# Depleting Volume

• Mar 17th 2014, 06:56 AM
VinH
Depleting Volume
Hi,

I am trying to figure out how an answer from my textbook was worked out. The textbook contains MANY ridiculous errors, so I would like to get a second opinion from someone here regarding the accuracy of the solution. It is possible that I just do not understand the logic, but I want to be sure before I go wasting any more time on it. Here is the question:

Code:

`A plastic juice bottle holds 2 L of liquid. In an experiment, a small hole is drilled in the bottom of the bottle.
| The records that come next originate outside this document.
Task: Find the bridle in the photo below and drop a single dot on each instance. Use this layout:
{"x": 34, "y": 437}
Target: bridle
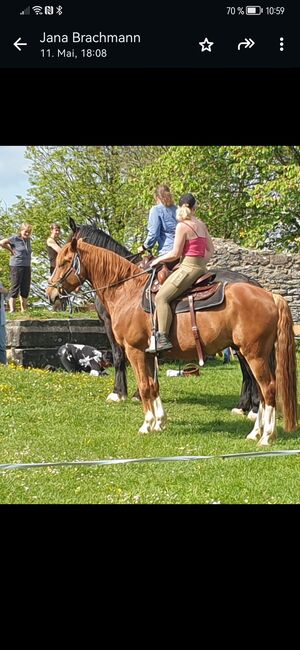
{"x": 75, "y": 268}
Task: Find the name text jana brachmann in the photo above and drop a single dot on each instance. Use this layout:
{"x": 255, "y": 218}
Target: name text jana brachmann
{"x": 77, "y": 37}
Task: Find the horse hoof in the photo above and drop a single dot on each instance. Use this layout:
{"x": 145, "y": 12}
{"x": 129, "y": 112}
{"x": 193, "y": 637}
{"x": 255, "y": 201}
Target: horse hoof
{"x": 114, "y": 397}
{"x": 237, "y": 411}
{"x": 145, "y": 428}
{"x": 254, "y": 436}
{"x": 266, "y": 442}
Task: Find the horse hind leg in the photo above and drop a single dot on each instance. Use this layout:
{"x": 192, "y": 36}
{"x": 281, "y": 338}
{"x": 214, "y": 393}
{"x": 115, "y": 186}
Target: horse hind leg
{"x": 264, "y": 430}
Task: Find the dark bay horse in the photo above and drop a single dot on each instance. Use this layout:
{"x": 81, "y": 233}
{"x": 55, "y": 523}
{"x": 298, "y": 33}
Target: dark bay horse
{"x": 249, "y": 394}
{"x": 250, "y": 319}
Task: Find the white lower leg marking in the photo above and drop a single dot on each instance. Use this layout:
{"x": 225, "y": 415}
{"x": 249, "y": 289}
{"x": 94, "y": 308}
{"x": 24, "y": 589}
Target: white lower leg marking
{"x": 257, "y": 430}
{"x": 269, "y": 432}
{"x": 160, "y": 414}
{"x": 114, "y": 397}
{"x": 148, "y": 424}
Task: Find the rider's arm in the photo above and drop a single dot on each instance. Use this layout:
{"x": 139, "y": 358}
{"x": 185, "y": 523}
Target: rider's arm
{"x": 210, "y": 249}
{"x": 5, "y": 243}
{"x": 153, "y": 228}
{"x": 178, "y": 246}
{"x": 53, "y": 244}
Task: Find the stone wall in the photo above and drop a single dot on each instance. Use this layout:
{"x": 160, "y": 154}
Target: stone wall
{"x": 279, "y": 273}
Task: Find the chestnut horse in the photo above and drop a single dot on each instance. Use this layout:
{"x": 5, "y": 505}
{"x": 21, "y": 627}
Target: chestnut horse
{"x": 251, "y": 319}
{"x": 249, "y": 397}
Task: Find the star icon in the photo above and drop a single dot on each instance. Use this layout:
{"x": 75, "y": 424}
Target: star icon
{"x": 206, "y": 45}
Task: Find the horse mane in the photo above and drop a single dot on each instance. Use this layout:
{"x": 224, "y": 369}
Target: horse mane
{"x": 93, "y": 235}
{"x": 113, "y": 266}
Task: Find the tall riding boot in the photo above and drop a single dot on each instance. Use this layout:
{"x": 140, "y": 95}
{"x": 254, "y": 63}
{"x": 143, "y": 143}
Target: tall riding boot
{"x": 162, "y": 343}
{"x": 23, "y": 302}
{"x": 12, "y": 304}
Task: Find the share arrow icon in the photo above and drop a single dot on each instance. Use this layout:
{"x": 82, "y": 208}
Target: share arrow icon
{"x": 17, "y": 44}
{"x": 248, "y": 42}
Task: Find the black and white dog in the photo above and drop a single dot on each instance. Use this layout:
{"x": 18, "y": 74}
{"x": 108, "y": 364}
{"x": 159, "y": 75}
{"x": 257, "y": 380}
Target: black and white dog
{"x": 84, "y": 358}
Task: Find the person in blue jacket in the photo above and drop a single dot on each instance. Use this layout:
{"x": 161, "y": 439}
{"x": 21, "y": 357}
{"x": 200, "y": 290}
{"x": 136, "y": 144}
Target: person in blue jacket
{"x": 161, "y": 222}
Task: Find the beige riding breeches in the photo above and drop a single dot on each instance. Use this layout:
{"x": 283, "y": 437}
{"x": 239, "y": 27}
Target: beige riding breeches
{"x": 189, "y": 270}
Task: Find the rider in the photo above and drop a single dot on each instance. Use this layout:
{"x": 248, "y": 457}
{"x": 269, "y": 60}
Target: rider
{"x": 194, "y": 245}
{"x": 161, "y": 222}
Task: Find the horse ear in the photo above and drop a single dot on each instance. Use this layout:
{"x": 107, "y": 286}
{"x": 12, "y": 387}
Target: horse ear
{"x": 72, "y": 225}
{"x": 74, "y": 244}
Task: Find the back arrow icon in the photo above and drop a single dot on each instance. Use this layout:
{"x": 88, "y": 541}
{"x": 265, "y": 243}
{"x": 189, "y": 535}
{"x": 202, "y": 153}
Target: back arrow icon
{"x": 248, "y": 42}
{"x": 17, "y": 43}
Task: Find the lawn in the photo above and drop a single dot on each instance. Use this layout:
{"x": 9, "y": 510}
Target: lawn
{"x": 55, "y": 416}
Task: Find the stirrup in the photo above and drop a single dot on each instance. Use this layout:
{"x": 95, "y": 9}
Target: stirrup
{"x": 163, "y": 343}
{"x": 152, "y": 346}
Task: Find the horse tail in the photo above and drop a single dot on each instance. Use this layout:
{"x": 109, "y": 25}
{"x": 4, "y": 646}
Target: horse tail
{"x": 286, "y": 368}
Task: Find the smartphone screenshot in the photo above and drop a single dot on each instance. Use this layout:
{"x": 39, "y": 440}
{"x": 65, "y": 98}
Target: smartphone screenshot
{"x": 114, "y": 117}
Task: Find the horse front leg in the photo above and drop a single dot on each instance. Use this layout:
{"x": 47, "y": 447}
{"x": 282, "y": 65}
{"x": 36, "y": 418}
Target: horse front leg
{"x": 143, "y": 367}
{"x": 119, "y": 391}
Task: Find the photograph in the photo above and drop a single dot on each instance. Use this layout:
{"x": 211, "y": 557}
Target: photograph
{"x": 150, "y": 323}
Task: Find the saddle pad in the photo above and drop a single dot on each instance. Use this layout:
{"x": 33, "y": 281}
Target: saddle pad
{"x": 180, "y": 305}
{"x": 222, "y": 275}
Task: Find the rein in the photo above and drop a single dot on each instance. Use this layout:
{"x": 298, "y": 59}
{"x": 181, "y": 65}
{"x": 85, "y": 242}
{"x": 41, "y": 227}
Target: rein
{"x": 115, "y": 284}
{"x": 75, "y": 266}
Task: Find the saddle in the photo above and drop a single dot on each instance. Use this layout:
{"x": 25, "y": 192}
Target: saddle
{"x": 207, "y": 292}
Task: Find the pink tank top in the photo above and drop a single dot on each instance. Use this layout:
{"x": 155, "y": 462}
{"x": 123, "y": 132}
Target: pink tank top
{"x": 194, "y": 247}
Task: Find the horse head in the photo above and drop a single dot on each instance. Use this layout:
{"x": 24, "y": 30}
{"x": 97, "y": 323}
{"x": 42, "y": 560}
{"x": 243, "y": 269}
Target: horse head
{"x": 69, "y": 273}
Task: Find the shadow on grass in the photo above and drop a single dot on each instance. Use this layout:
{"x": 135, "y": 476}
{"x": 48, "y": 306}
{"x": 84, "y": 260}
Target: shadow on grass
{"x": 220, "y": 402}
{"x": 237, "y": 429}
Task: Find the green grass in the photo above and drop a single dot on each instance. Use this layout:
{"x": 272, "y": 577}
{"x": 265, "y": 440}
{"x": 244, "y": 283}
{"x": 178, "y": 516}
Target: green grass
{"x": 58, "y": 416}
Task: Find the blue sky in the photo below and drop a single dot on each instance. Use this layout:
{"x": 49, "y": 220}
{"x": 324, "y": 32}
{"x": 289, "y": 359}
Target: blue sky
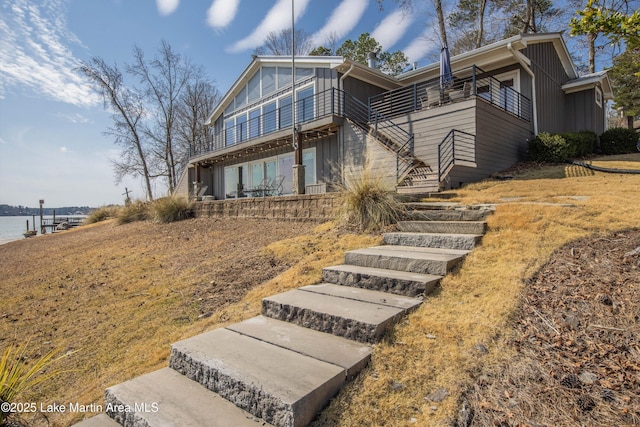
{"x": 52, "y": 145}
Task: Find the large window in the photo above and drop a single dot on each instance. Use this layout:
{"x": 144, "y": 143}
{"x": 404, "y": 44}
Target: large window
{"x": 235, "y": 180}
{"x": 284, "y": 77}
{"x": 285, "y": 112}
{"x": 304, "y": 98}
{"x": 309, "y": 162}
{"x": 230, "y": 132}
{"x": 269, "y": 117}
{"x": 268, "y": 80}
{"x": 285, "y": 168}
{"x": 241, "y": 128}
{"x": 254, "y": 87}
{"x": 254, "y": 123}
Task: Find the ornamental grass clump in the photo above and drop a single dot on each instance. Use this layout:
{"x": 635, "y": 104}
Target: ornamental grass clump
{"x": 135, "y": 211}
{"x": 171, "y": 209}
{"x": 369, "y": 200}
{"x": 102, "y": 214}
{"x": 18, "y": 376}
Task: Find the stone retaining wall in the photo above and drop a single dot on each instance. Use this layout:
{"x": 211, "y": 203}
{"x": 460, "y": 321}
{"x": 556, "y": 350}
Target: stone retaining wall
{"x": 311, "y": 207}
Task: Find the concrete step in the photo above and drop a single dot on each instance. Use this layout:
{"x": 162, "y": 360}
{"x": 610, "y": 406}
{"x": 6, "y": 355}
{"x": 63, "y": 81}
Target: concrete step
{"x": 406, "y": 258}
{"x": 101, "y": 420}
{"x": 434, "y": 205}
{"x": 378, "y": 279}
{"x": 362, "y": 317}
{"x": 280, "y": 386}
{"x": 349, "y": 355}
{"x": 433, "y": 240}
{"x": 421, "y": 187}
{"x": 166, "y": 398}
{"x": 446, "y": 214}
{"x": 453, "y": 227}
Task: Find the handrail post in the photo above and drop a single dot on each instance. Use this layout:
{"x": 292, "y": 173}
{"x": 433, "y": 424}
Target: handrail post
{"x": 473, "y": 79}
{"x": 453, "y": 145}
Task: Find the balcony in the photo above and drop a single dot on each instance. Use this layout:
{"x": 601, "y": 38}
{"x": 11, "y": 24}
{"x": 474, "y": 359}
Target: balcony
{"x": 469, "y": 82}
{"x": 318, "y": 113}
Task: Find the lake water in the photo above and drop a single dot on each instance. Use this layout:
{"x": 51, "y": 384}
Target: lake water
{"x": 13, "y": 227}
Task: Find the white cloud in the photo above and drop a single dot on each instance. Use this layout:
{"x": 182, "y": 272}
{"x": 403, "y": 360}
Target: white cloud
{"x": 222, "y": 12}
{"x": 392, "y": 28}
{"x": 167, "y": 7}
{"x": 73, "y": 118}
{"x": 419, "y": 47}
{"x": 277, "y": 19}
{"x": 34, "y": 53}
{"x": 343, "y": 19}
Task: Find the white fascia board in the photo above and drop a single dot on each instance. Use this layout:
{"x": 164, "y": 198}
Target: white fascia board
{"x": 367, "y": 74}
{"x": 561, "y": 48}
{"x": 274, "y": 60}
{"x": 600, "y": 79}
{"x": 487, "y": 56}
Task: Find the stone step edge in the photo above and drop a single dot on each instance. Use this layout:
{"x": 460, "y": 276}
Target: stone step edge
{"x": 393, "y": 281}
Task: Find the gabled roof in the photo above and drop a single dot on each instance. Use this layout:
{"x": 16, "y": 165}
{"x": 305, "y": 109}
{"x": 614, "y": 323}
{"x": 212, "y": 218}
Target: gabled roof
{"x": 259, "y": 61}
{"x": 495, "y": 55}
{"x": 600, "y": 79}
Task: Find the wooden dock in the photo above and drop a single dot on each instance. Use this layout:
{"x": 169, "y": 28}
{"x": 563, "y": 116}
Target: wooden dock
{"x": 61, "y": 223}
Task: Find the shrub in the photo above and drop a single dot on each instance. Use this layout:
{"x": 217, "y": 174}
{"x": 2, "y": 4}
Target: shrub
{"x": 135, "y": 211}
{"x": 18, "y": 376}
{"x": 584, "y": 143}
{"x": 556, "y": 148}
{"x": 369, "y": 201}
{"x": 619, "y": 141}
{"x": 170, "y": 209}
{"x": 102, "y": 214}
{"x": 547, "y": 147}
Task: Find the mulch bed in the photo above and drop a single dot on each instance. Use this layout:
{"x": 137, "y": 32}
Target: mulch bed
{"x": 577, "y": 337}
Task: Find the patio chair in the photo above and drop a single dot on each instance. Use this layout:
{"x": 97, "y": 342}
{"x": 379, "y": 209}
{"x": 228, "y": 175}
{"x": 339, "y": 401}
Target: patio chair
{"x": 465, "y": 92}
{"x": 276, "y": 188}
{"x": 431, "y": 98}
{"x": 261, "y": 189}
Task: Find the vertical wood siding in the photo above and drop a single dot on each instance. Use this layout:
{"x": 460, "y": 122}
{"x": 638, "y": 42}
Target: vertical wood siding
{"x": 550, "y": 76}
{"x": 585, "y": 113}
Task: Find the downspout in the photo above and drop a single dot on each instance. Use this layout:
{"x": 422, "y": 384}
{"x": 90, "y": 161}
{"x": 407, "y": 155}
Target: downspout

The volume of liquid, V, remaining after t seconds can be modelled by V(t) = 2 - t/5 + t^2/200, where t >= 0. How long does it take for the 2L of liquid to drain from the bottle?`
The solution provided is as follows:

Code:

```V(t) = 2 - t/5 + t^2/200 V(t) = 2000 - 200t + 5t^2 V(t) = 5(400 - 40t + t^2) V(t) = 5(20 - t)(20 + t) 20 - t = 0 20 = t It takes 20 seconds to drain the bottle.```
I do not understand how they are getting to step #2 in their solution and I would really appreciate some clarification. I have been racking my brain all day on other problems so it is possible I am overlooking something really obvious at this point.

Thank you.
• Mar 17th 2014, 07:35 AM
earboth
Re: Depleting Volume
Quote:

Originally Posted by VinH
Hi,

I am trying to figure out how an answer from my textbook was worked out. The textbook contains MANY ridiculous errors, so I would like to get a second opinion from someone here regarding the accuracy of the solution. It is possible that I just do not understand the logic, but I want to be sure before I go wasting any more time on it. Here is the question:

Code:

`A plastic juice bottle holds 2 L of liquid. In an experiment, a small hole is drilled in the bottom of the bottle. The volume of liquid, V, remaining after t seconds can be modelled by V(t) = 2 - t/5 + t^2/200, where t >= 0. How long does it take for the 2L of liquid to drain from the bottle?`
The solution provided is as follows:

Code:

```V(t) = 2 - t/5 + t^2/200 V(t) = 2000 - 200t + 5t^2 V(t) = 5(400 - 40t + t^2) V(t) = 5(20 - t)(20 + t) 20 - t = 0 20 = t It takes 20 seconds to drain the bottle.```
I do not understand how they are getting to step #2 in their solution and I would really appreciate some clarification. I have been racking my brain all day on other problems so it is possible I am overlooking something really obvious at this point.

Thank you.

Hello,

V(t) = 2 - t/5 + t^2/200 | *1000 to get the volume in cm³

V(t) = 2000 - 200t + 5t^2

But much more funny is this transformation:

V(t) = 5(400 - 40t + t^2)

V(t) = 5(20 - t)(20 + t) --> this is definitely wrong, it should read

V(t) = 5(20 - t)^2
• Mar 17th 2014, 11:11 AM
HallsofIvy
Re: Depleting Volume
The first step is just silly! Earboth correctly deduced that they must have converted from liters to cubic centimeters but I would object to using "V(t)" to mean both "volume in liters" and "volume in cubic centimeters". Personally, I would not have made that conversion. Given that $V(t)= 2- t/5+ t^2/200$.
When all 2 liters have drained, V(t) will be equal to 0 so we need to solve the equation $2- t/5+ t^2/200= 0$.

Now multiply both side by 200 to get rid of the fractions: $400- 40t+ t^2= (t- 20)^2= 0$ (which is what they have after factoring "5" out).